Log in to your virtual machine and download the following data set from the iPlant Data Store (using the iget command). This data is bacterial genomic DNA and was obtained from NCBI's Short Read Archive. In the interest of Getting Things Done In A Reasonable Timeframe, a small subset of the entire data was selected for this exercise. However, every aspect of this exercise should be realistic, except that when analyzing a complete data set you should expect things to take a bit more time.

The data files are available at the following paths.

  • /iplant/home/standage/CGS/smel-subset-1.fq.gz
  • /iplant/home/standage/CGS/smel-subset-2.fq.gz

Go ahead and download the files by entering the following commands in your terminal.

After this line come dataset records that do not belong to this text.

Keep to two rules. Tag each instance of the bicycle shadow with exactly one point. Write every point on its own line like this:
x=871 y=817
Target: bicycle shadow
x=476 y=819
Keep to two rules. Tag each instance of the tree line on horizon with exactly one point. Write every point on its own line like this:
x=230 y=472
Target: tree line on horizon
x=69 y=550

iget -V /iplant/home/standage/CGS/smel-subset-1.fq.gz
iget -V /iplant/home/standage/CGS/smel-subset-2.fq.gz

2. Examine the data with FastQC

What is in these mysterious data files we just downloaded? One way to check is to actually look at the files (with a program like less), and in fact that's not a bad idea. However, since most .fastq files contain millions of sequence reads, there are too many data points to look at manually. Fortunately we have programs that will analyze the data for us!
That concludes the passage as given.